Он нерешительно поплелся за ней, отставая на полшага, и немного проводил ее. Они больше не говорили. Джулия не пыталась отделаться от него, но шла так быстро, что он не успевал шагать рядом. Он собирался проводить ее до метро, но затем вдруг подумал, как бессмысленно и невыносимо тащиться вслед за ней в такой холод. Не то чтобы ему очень уж хотелось бросить ее на полдороге, но ужасно потянуло вернуться в кафе «Под каштаном», которое никогда еще не казалось таким притягательным, как в этот момент. Он ностальгически видел свой угловой столик с газетами и шахматной доской и неизменный джин. Но самое главное — там сейчас тепло. И вскоре он отнюдь не случайно позволил толпе разъединить себя и Джулию. Затем попытался было догнать ее, но замедлил шаги, повернул и двинулся в противоположную сторону. Пройдя метров пятьдесят, оглянулся.
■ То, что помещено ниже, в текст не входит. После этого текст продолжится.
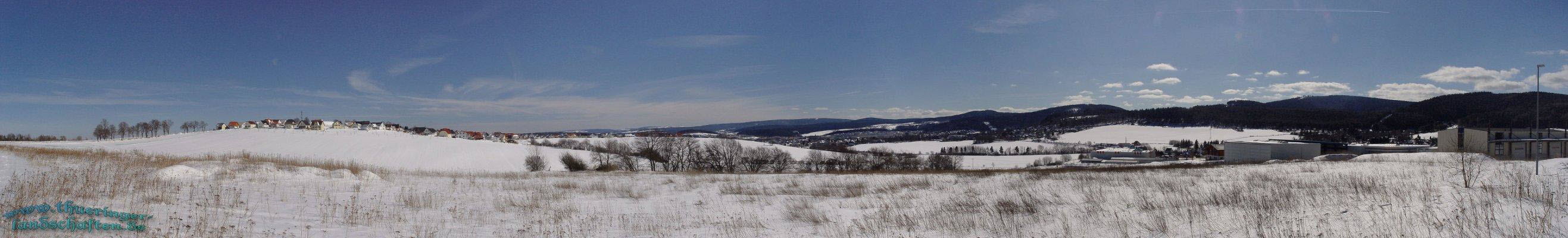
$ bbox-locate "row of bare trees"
[529,136,963,172]
[0,133,82,141]
[92,119,182,139]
Народу на улице было немного, но он не мог уже различить ее. Любая из десятка фигур, спешащих к метро, могла быть Джулией. А может быть, ее располневшую, закаменевшую спину и невозможно теперь узнать сзади.
«Когда это случается, — сказала она, — ты действительно думаешь так». Да, верно, он думал так, он не только твердил это, он желал, чтобы так и произошло. Он хотел, чтобы ее, а не его отдали на съедение…
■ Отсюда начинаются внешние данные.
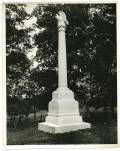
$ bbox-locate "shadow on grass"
[7,116,117,145]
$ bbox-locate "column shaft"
[58,26,67,87]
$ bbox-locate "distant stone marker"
[38,11,91,134]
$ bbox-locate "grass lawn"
[7,116,117,145]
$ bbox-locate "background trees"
[6,4,117,117]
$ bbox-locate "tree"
[6,4,32,115]
[31,4,117,112]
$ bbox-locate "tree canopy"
[6,3,117,116]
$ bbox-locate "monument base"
[38,87,91,134]
[38,122,91,134]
Что-то изменилось в музыке монитора, в нее вплеталась надтреснутая и глумливая нота, что-то трусливое и жалкое. А затем — возможно, этого и не было, возможно, это было просто воспоминание, вызванное схожей мелодией, — голос пропел:
Под старым каштаном, при свете дня,
Я предал тебя, а ты — меня…
В его глазах стояли слезы. Проходивший мимо официант заметил, что стакан его пуст, и вернулся с бутылкой джина.
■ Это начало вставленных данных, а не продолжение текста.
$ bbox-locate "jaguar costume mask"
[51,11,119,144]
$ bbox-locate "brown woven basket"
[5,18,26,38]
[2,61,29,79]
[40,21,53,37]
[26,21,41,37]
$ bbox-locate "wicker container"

Он понюхал напиток. С каждым глотком джин становился все более отвратительным. Но напиток стал частью его существования — его жизнью, его смертью, его воскресением. С помощью джина он проваливался в забытье ночью и с его же помощью оживал по утрам. Да, стоило ему проснуться — обычно не раньше одиннадцати, — со слипшимися веками, горечью во рту, со спиной, которая казалась перебитой, как он убеждался: без приготовленной с вечера бутылки и чашки ему даже не встать с постели. Днем он сидел с потухшим взглядом, слушал монитор и обязательно держал рядом бутылку. С пятнадцати часов и до закрытия словно прирастал к своему столику в кафе «Под каштаном». Никому теперь не было до него дела, его не будил свисток по утрам, не поучал монитор. Иногда, раза два в неделю, он ходил в пыльный, заброшенный кабинет в Министерстве Правды и немного работал или делал вид, что работает. Его назначили в подкомиссию подкомитета, который выделился в одном из многочисленных комитетов, занимавшихся решением мелких проблем, возникающих при составлении одиннадцатого издания словаря новояза. Они трудились над составлением так называемого Временного Доклада, но что представляло собой то, о чем им надлежало доложить, он так никогда и не уяснил. Это было что-то вроде вопроса, где нужно ставить запятые — внутри скобок или за ними. В подкомиссию входили еще четверо, и все — вроде него. Случались дни, когда, собравшись вместе, они тут же расходились по домам, честно признаваясь друг другу, что заниматься в общем-то нечем. Но бывали и другие дни, когда они брались за работу с энтузиазмом, делая вид, что ужасно увлечены писанием протоколов и составлением больших меморандумов (которые так никогда и не заканчивали), когда дискуссия о том, что они, как предполагалось, обсуждали, превращалась в чрезвычайно запутанную и непонятную, с изощренными препирательствами об определениях, пространными отступлениями от темы, ссорами и даже угрозами обратиться к более высоким инстанциям. И так же внезапно эта энергия улетучивалась, и они сидели вокруг стола, глядя друг на друга потухшими глазами, словно призраки, застигнутые рассветом.